Step 4: CPT Code Assignment
After identifying the procedure, the appropriate CPT code is selected based on:
- Procedure type
- Technique used
- Lesion size
- Anatomical location
- Number of lesions treated
Accurate code selection is essential for proper reimbursement.
Step 5: Modifier Assignment
If special circumstances apply, modifiers may be required to clarify the claim.
Examples include:
- Significant E/M services
- Multiple procedures
- Separate lesions
- Laterality indicators
Incorrect modifier use remains one of the most common causes of claim denials.
Step 6: Claim Submission
Once coding is complete, claims are submitted to the appropriate payer.
Before submission, billing teams should verify:
- CPT codes
- ICD-10 codes
- Modifiers
- Provider information
- Documentation completeness
Step 7: Payment Posting and Follow-Up
After claim adjudication, payments are posted and any denials or underpayments are reviewed.
A strong denial management process helps practices recover revenue and identify recurring coding issues that need correction.

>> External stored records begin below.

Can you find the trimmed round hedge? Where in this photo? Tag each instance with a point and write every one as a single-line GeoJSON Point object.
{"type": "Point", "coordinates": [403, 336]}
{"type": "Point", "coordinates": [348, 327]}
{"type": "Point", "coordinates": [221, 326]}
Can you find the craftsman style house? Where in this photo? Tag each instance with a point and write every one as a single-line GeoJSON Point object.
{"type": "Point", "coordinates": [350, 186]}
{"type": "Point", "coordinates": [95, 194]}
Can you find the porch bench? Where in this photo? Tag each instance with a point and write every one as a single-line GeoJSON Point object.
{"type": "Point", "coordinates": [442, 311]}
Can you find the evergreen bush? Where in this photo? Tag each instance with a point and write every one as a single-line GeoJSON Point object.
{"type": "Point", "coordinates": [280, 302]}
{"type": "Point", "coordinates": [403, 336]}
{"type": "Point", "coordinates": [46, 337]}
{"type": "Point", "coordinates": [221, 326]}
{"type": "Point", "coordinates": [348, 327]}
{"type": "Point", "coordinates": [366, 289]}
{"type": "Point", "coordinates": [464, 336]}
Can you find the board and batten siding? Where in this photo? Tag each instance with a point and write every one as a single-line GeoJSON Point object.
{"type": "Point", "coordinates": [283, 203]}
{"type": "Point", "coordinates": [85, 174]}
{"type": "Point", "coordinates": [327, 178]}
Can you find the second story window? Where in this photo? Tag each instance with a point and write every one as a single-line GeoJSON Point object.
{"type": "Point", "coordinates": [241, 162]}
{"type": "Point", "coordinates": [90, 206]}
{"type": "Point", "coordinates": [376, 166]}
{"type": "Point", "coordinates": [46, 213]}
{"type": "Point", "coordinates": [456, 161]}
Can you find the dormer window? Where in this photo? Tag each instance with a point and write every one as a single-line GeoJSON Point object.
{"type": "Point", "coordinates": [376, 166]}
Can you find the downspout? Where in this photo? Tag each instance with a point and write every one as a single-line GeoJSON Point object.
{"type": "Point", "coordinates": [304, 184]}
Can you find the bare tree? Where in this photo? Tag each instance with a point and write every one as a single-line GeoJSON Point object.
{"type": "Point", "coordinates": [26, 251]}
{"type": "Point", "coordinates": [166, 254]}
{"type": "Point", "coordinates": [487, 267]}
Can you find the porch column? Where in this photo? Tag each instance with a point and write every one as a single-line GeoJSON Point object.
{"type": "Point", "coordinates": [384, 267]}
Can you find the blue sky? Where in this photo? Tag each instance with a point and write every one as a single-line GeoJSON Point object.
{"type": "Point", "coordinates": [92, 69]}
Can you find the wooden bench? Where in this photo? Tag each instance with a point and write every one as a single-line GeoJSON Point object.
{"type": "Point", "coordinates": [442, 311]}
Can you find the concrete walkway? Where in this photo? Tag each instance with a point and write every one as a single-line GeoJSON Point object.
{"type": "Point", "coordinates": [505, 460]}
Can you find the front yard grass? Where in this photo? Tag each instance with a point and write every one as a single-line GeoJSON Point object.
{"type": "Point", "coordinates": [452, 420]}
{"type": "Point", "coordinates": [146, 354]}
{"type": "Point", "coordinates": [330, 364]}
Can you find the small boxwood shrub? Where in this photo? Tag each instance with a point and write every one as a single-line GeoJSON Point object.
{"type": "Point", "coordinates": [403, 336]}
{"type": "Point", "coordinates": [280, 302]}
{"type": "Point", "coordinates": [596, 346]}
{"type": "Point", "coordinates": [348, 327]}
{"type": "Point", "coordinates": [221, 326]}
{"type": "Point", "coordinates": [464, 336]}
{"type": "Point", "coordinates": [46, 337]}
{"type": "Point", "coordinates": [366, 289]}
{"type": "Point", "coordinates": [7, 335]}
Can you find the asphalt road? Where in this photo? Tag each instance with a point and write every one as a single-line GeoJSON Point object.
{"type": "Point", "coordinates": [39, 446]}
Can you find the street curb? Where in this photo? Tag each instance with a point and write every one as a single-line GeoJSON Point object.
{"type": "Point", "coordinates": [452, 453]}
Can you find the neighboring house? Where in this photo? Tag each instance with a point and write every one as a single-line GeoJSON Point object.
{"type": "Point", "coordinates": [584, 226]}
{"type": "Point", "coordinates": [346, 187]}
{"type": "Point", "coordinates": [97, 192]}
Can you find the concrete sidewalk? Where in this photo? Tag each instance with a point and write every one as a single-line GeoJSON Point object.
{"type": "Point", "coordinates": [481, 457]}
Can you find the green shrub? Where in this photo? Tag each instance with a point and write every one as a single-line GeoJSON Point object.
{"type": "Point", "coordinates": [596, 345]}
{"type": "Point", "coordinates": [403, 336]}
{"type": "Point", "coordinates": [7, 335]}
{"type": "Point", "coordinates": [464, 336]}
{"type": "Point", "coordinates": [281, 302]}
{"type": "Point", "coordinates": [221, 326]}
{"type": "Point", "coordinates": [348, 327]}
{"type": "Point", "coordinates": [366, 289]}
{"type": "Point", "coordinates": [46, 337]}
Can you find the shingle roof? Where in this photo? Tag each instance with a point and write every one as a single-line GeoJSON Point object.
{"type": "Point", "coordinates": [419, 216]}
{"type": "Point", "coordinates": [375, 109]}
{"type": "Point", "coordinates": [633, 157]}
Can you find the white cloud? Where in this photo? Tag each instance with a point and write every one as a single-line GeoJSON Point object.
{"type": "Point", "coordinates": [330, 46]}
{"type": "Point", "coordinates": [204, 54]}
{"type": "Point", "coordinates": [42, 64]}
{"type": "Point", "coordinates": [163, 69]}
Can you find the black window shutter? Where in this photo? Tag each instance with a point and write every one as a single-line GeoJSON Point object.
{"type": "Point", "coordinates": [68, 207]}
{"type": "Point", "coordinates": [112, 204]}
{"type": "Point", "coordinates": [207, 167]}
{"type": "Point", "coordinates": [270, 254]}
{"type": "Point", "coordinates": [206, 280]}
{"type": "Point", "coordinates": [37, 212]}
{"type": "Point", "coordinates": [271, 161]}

Common Dermatology Coding Mistakes That Lead to Claim Denials
Even experienced coders can make mistakes that negatively impact reimbursement. Understanding the most common coding errors can help practices improve claim accuracy and reduce avoidable denials.
Incorrect Lesion Measurements
Many excision codes are selected based on lesion size. Failure to document accurate measurements can result in incorrect code selection and reimbursement issues.
Documentation should clearly include:
- Lesion diameter
- Margins removed
- Total excised diameter
Choosing the Wrong Procedure Code
A common error occurs when coders confuse:
- Biopsy vs. excision
- Excision vs. destruction
- Benign vs. malignant lesion removal
Each category has its own coding requirements and reimbursement rules.
Improper Modifier Usage
Modifiers are frequently overused, underused, or applied incorrectly.
Common issues include:
- Missing Modifier 25
- Inappropriate Modifier 59 usage
- Failure to document separate services
Payers closely scrutinize modifier usage, making proper documentation essential.
Incomplete Documentation
Insufficient documentation remains one of the leading causes of claim denials.
Missing details often include:
- Lesion size
- Procedure technique
- Anatomical location
- Medical necessity
If documentation does not support the service billed, reimbursement may be denied.
CPT and ICD-10 Mismatches
Claims are often rejected when diagnosis codes fail to support the reported procedure.
Before claim submission, practices should verify that every CPT code is linked to an appropriate diagnosis code.
Unbundling Errors
Some services are considered part of another procedure and cannot be billed separately.
Reporting bundled services independently can trigger:
- Claim denials
- Payment recoupments
- Compliance concerns
Regular coding audits can help identify and correct unbundling issues before claims are submitted.
Conclusion
From office visits and biopsies to lesion removal procedures and Mohs surgery, every service must be coded correctly and supported by detailed documentation. Understanding how CPT codes, ICD-10 diagnoses, and modifiers work together enables dermatology practices to submit cleaner claims, improve payment turnaround times, and strengthen overall revenue cycle performance.
By implementing proper coding workflows, conducting regular audits, and staying current with coding changes, providers and billing teams can reduce costly mistakes while ensuring that every service is reported accurately.